После таких минут мир становится очень чутким и чу́дным, оборачивается сплошным волшебством. Солнечное пятно на обоях – лучше самой гениальной картины. Тихий ветер в форточке свистит отточенной мелодией. Может, с этим звуком дышит вселенная – тщательно продуманная, вдохновенно существующая? Мир чистый и новенький. Это мы, вдвоем, только что его создали, оживили кратким теплым дыханием, расшевелили своими торопливыми движениями, запустили в бесконечность своими различимыми словами?
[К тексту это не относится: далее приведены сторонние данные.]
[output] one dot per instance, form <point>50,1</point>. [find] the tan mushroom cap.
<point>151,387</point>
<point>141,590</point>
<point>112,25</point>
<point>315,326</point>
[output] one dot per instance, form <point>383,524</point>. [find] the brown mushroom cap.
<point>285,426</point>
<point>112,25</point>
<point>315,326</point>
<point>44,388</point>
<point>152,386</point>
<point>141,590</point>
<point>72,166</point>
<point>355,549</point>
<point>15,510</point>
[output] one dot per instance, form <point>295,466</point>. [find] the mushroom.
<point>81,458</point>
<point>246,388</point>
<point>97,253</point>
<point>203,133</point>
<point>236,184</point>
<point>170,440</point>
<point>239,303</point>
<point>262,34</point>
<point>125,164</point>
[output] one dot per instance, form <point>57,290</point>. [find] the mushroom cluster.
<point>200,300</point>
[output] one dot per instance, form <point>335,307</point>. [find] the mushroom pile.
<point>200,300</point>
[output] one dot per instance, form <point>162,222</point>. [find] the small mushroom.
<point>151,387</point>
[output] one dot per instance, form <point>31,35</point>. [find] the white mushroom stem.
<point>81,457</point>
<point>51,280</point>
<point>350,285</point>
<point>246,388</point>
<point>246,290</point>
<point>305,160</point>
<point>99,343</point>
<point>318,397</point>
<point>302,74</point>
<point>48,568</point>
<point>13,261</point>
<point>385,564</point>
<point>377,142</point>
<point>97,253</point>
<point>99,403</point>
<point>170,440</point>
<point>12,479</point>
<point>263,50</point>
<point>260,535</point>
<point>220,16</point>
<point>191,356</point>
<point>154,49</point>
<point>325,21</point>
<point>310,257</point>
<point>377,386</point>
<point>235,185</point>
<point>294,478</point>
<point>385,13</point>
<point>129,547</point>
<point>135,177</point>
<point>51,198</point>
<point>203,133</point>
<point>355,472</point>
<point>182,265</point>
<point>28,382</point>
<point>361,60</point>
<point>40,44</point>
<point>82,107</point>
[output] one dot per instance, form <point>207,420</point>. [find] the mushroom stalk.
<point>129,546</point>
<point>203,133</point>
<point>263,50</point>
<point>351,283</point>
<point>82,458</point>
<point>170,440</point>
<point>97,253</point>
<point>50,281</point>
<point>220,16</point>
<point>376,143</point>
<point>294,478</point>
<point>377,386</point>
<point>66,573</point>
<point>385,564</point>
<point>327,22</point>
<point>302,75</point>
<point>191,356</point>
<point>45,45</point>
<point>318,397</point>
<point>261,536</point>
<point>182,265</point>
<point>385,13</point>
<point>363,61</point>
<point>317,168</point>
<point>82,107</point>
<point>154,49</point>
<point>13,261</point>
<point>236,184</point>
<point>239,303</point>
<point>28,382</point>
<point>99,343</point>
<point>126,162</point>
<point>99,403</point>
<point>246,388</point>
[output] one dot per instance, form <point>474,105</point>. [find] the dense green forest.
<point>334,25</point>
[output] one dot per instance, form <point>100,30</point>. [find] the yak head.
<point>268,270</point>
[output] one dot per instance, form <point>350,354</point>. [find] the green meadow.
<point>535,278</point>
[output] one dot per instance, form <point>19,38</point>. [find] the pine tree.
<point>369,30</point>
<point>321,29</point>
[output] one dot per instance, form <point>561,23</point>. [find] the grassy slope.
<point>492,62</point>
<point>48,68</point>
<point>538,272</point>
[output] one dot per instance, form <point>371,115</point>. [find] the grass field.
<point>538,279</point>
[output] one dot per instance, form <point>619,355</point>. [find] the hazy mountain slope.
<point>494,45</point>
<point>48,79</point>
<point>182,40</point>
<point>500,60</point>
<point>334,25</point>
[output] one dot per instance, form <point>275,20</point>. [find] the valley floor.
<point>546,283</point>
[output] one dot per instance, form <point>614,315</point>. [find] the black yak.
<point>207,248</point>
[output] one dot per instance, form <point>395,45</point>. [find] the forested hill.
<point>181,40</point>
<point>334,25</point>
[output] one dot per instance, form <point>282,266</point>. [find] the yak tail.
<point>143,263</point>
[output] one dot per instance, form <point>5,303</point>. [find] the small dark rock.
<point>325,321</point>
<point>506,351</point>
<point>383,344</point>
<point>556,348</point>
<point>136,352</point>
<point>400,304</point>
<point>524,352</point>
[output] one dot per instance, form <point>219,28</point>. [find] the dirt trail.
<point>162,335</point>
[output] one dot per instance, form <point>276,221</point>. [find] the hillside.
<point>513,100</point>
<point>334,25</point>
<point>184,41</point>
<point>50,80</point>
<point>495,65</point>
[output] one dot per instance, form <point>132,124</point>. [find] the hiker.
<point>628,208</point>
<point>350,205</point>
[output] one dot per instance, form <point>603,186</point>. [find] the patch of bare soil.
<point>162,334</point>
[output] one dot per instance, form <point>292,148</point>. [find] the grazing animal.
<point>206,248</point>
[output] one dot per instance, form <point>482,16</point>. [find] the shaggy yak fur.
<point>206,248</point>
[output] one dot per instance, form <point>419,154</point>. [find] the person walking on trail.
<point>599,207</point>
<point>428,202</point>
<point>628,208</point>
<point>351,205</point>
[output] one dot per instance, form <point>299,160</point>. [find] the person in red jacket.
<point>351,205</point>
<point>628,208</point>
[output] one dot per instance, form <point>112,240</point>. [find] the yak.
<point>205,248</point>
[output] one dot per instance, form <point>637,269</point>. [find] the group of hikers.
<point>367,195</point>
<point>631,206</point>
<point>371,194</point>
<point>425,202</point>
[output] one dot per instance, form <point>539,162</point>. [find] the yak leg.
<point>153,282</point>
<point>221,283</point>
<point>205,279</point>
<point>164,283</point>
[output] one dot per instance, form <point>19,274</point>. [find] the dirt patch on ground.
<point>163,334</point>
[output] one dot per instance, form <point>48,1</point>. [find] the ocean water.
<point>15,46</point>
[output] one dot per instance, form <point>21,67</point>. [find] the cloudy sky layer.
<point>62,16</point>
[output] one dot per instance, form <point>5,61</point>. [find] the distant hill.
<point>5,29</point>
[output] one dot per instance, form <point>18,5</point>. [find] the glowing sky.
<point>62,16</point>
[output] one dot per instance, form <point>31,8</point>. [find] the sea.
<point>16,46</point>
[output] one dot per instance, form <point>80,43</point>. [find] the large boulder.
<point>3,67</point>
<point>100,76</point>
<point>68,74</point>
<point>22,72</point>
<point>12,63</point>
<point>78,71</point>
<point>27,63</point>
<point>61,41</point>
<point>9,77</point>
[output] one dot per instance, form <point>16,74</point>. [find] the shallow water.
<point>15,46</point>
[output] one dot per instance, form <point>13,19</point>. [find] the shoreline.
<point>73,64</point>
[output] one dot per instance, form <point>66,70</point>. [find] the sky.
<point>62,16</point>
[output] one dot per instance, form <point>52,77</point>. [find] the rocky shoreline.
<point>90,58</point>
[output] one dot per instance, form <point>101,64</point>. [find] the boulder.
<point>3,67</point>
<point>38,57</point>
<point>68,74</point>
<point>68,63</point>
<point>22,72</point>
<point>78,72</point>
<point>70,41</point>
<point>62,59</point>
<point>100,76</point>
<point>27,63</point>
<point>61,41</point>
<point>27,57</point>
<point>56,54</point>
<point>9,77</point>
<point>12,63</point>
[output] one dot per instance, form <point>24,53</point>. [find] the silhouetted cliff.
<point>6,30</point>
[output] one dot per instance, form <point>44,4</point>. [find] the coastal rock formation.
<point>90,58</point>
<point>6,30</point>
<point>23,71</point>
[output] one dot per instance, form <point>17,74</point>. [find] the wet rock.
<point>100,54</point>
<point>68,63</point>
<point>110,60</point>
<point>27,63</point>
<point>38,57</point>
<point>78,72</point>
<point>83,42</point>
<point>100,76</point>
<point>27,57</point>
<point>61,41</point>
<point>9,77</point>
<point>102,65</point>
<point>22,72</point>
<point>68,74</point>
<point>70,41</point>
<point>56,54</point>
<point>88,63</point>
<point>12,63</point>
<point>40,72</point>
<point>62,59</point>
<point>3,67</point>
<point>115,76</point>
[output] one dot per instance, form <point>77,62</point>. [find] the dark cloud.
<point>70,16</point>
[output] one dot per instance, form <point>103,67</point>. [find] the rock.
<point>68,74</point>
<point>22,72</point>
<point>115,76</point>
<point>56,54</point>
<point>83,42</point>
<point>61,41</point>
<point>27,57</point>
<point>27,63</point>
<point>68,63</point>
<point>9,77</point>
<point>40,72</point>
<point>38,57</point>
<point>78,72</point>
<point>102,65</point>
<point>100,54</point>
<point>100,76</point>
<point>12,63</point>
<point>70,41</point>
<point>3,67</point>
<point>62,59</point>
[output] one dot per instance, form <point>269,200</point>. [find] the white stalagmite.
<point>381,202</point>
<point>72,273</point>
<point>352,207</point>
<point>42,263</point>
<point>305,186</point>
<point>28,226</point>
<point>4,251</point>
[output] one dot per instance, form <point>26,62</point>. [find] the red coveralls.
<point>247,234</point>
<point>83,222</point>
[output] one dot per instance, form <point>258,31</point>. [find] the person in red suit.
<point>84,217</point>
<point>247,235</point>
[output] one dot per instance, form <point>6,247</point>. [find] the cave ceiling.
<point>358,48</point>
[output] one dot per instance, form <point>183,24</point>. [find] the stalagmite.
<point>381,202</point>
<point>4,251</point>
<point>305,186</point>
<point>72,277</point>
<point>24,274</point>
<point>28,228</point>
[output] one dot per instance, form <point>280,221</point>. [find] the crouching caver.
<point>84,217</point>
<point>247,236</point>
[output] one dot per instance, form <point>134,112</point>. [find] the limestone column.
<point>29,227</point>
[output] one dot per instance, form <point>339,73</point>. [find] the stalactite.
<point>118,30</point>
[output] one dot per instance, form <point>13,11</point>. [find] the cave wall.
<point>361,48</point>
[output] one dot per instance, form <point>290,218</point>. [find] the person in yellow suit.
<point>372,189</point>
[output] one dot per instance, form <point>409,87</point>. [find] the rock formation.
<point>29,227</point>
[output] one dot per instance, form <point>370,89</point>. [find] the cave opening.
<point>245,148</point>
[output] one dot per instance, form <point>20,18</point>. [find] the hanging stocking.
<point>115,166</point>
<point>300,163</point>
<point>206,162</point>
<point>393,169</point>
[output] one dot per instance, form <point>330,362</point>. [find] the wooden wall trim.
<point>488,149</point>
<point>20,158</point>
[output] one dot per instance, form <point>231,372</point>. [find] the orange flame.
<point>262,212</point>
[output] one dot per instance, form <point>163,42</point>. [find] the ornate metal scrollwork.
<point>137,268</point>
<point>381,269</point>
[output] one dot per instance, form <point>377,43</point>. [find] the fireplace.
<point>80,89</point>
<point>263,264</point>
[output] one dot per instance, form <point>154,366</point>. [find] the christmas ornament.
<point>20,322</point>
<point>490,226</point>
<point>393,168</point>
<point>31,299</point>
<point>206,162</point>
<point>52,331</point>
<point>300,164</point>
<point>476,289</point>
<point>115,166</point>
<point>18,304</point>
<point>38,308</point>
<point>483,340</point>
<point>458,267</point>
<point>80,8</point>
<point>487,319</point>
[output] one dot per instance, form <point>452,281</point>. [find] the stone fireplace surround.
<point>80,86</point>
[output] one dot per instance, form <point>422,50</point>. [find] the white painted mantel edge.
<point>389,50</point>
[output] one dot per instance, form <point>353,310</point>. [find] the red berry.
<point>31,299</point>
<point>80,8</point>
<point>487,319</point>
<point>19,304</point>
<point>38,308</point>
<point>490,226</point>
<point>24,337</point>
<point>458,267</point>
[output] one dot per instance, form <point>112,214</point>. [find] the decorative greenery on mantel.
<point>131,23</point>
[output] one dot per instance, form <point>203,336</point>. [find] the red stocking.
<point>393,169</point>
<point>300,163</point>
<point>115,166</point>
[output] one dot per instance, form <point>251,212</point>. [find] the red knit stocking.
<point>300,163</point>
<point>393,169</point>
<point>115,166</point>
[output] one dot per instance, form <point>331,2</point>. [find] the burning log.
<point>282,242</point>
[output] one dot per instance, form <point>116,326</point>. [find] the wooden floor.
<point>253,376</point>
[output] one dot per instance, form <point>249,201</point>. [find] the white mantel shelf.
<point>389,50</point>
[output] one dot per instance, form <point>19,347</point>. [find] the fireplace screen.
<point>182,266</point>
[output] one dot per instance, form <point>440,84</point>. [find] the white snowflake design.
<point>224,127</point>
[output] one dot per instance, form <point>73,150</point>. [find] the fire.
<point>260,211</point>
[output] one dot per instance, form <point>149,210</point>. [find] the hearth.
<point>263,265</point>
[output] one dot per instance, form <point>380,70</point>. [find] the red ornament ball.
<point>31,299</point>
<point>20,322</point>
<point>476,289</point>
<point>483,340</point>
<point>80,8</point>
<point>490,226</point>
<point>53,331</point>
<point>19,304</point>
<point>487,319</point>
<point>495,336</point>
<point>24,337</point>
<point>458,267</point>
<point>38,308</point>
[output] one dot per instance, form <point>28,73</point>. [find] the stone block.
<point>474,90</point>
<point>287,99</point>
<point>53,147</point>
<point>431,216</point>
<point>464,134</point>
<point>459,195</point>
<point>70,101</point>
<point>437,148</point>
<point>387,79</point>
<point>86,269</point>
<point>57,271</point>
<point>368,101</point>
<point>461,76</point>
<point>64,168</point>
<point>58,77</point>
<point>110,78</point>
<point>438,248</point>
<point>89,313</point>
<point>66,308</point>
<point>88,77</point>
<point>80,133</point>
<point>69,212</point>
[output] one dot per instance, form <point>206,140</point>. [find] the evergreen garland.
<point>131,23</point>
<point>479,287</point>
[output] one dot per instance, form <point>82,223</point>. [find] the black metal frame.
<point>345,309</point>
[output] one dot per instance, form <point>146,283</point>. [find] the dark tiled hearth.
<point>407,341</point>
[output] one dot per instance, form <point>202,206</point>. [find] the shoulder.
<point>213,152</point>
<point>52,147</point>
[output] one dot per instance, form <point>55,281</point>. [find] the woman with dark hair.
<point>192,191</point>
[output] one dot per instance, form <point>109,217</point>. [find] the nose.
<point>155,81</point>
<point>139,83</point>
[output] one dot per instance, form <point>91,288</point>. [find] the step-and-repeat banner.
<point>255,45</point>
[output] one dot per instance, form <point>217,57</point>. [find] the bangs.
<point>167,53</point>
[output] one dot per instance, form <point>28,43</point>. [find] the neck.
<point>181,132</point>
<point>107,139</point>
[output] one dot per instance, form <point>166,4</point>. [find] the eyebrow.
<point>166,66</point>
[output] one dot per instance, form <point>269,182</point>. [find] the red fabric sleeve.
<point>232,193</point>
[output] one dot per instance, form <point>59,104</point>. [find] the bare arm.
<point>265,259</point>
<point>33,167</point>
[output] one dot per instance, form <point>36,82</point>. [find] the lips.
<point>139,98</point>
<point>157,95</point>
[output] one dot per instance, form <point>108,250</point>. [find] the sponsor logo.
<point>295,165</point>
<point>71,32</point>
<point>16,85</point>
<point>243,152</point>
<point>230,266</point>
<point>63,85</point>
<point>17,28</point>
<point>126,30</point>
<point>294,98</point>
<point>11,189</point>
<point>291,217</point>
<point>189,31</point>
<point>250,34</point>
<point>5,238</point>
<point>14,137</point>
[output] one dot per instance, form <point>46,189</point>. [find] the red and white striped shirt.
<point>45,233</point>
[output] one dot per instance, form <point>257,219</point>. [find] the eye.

И любая фраза кажется грубой подделкой того, что невозможно ограничить буквами или звуками, лишним шевелением, разомкнутым объятием…
– Тем, такое разве бывает вообще? Это же как ведьмовство, только не для мирских, а для себя. Знаешь, я теперь понимаю, что они чувствуют, когда мы добро сеем. Обычно говорят, что «у меня грипп» или «у меня депрессия». А у меня ты. Как продолжение меня. Мы слились, как две прямые в бесконечности. Значит, любовь – это такая бесконечность. Только не как в геометрии, а реально существующая. И в нее можно попасть. За секунду, например. Хотя в ней не должно быть времени?
– Должно, но оно тогда по-другому измеряется. Как валюта. Ну, с другой ценностью, как спички в «Кин-дза-дзе».
– Я не смотрела.
– Да ты чего, Жень! Он когда вышел, мы в школе потом… Блин! Я забыл, что ты…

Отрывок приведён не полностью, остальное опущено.